Dalam penjelasan Pasal 5 Undang-undang No. 4 Tahun 1984, dikatakan bahwa penyuluhan kepada masyarakat adalah kegiatan komunikasi yang bersifat persuasif edukatif tentang penyakit yang dapat menimbulkan wabah agar masyarakat mengerti sifat-sifat penyakit, sehingga dapat melindungi diri dari penyakit, dan apabila terkena, tidak menular pada orang lain.
Dalam penjelasan Pasal 5 Undang-undang No. 4 Tahun 1984,juga dikatakan bahwa penyuluhan dilakukan agar masyarakat dapat berperan aktif dalam menanggulangi wabah. Selanjutnya dalam Pasal 6 dikatakan bahwa mengikutsertakan masyarakat secara aktif haruslah tidak mengandung paksaan, disertai kesadaran dan semangat gotong royong, dilaksanakan dengan penuh tanggung jawab. Dengan demikian, kebijakan pemberantasan penyakit menular memang mendorong pelibatan masyarakat secara aktif, namun ini lebih bersifat himbauan.
Pelaksanaan Undang-undang No. 4 Tahun 1984 yang selanjutnya diatur dengan Peraturan Pemerintah No. 40 Tahun 1991. Dalam peraturan ini, yang ditekankan juga adalah partisipasi masyarakat secara aktif namun partisipasi ini lebih dimunculkan secara persuasif.
(5) Evaluasi penanggulangan KLB (Ditjen PPM & PLP 1987).
- Pemerintah menerapkan sistem peringatan dini dan menetapkan status Kejadian Luar Biasa pada wilayah yang mengalami ledakan kejadian demam berdarah dengue.

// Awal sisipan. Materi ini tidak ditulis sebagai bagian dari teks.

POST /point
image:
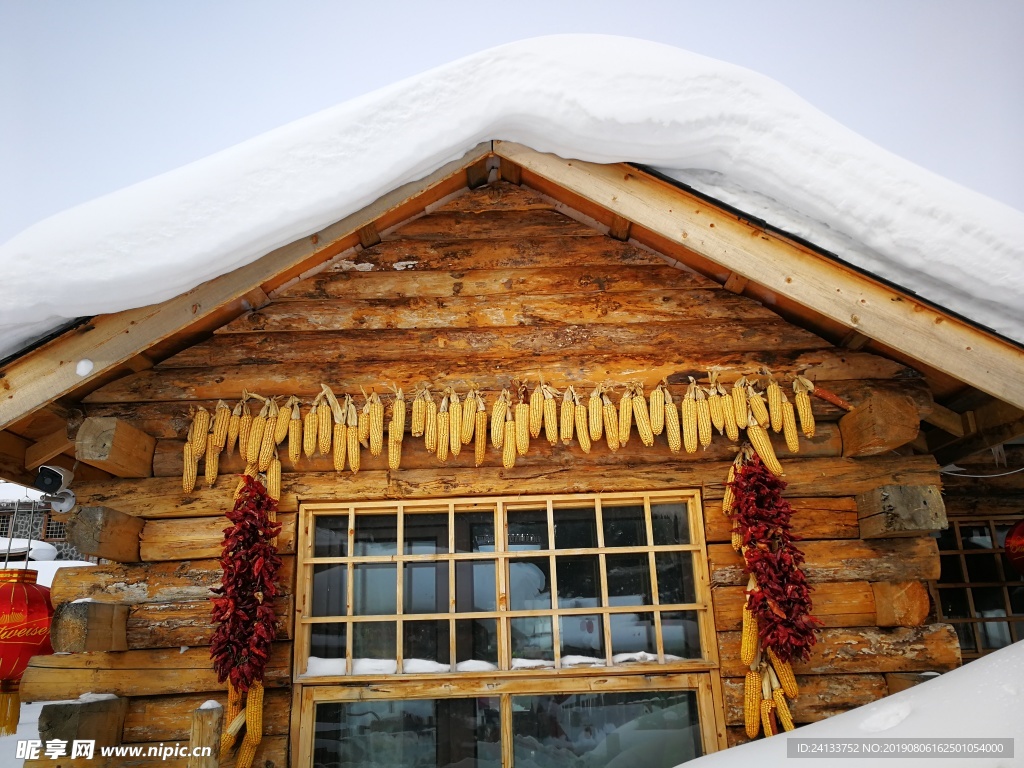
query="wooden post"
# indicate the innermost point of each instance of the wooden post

- Pemerintah memberikan perlakuan seperti pada penanganan Kejadian Luar Biasa, walaupun kejadiannya belum sampai pada kriteria Kejadian Luar Biasa (Depkes ,2005).
(6) Kebijakan Lain
- Mengundang konsultan WHO untuk memberikan pandangan, saran dan bantuan teknis.
- Menyediakan “call center”:
o DKI Jakarta, Pusadaldukes (021) 34835188 (24jam)
o DEPKES, Sub Direktorat Surveilans (021) 4265974, (021) 42802669
o DEPKES, Pusat Penanggulangan Masalah Kesehatan (PPMK) (021) 5265043
- Undang-undang No. 4 Tahun 84 mengatur tentang ketentuan pidana pelanggaran kelalaian penanggulangan wabah penyakit. Kesengajaan menghalangi pelaksanaan penanggulangan wabah dipandang sebagai kejahatan dan diancam dengan pidana penjara maksimal satu tahun dan/atau denda maksimal satu juta rupiah. Sedangkan kealpaan yang mengakibatkan terhalangnya pelaksanaan penanggulangan wabah penyakit dipandang sebagai pelanggaran dan diancam pidana kurungan maksimal enam bulan dan/atau denda maksimal lima ratus ribu rupiah (Pasal 14).